Canada Supreme Court Treats Sex Workers Like People, Strikes Down Prostitution Laws

by
Owen Poindexter
The Canadian Supreme Court delivered a unanimous decision on Friday: all prostitution laws have been struck down.


Dominatrix Terri Jean Bedford was one of the three sex workers who brought the case to the Canadian Supreme Court. PHOTO: Reuters

The Canadian Supreme Court delivered a unanimous decision on Friday: all prostitution laws have been struck down, according to the Guardian. While prostitution is technically legal in Canada, restrictions forced Canadian sex workers to essentially act like they were in an illegal trade: laws disallowed having a brothel, street soliciting and living off the income from someone else’s prostitution. Canada’s Supreme Court ruled that these restrictions endangered the lives of prostitutes. The case was brought by a trio of sex workers, including Terri Jean Bedford, pictured above.

The Canadian legislature now has a year to come up with new regulations, if they choose. They can make prostitution illegal or they can keep it legal and come up with new regulations, but the old laws are on their way out.

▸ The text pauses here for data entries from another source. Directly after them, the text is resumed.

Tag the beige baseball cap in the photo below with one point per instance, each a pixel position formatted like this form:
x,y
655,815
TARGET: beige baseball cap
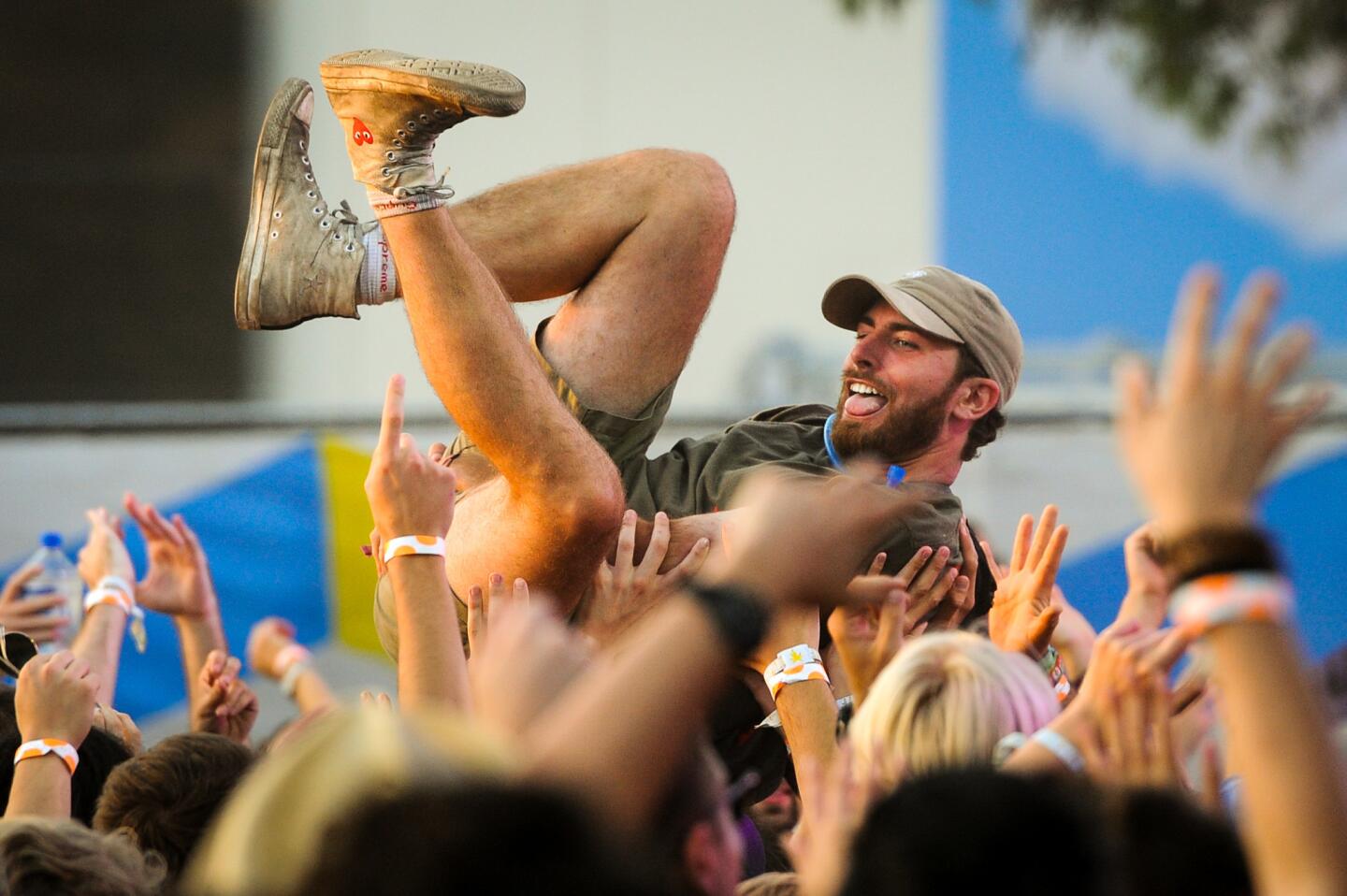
x,y
945,303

And hey, someone believes in the rights of prostitutes. Like with the homeless, most governments, whether of a country, state or city, don’t really know what to do with prostitutes. It’s very difficult to actually eliminate prostitution (turns out people are willing to pay for sex, no matter the location or time). You can do your best to do that (like we do with marijuana) or we can try to contain its effects (like we sort of do with alcohol). The Canadian Supreme Court didn’t settle the matter, but they took a step, and that’s more than most.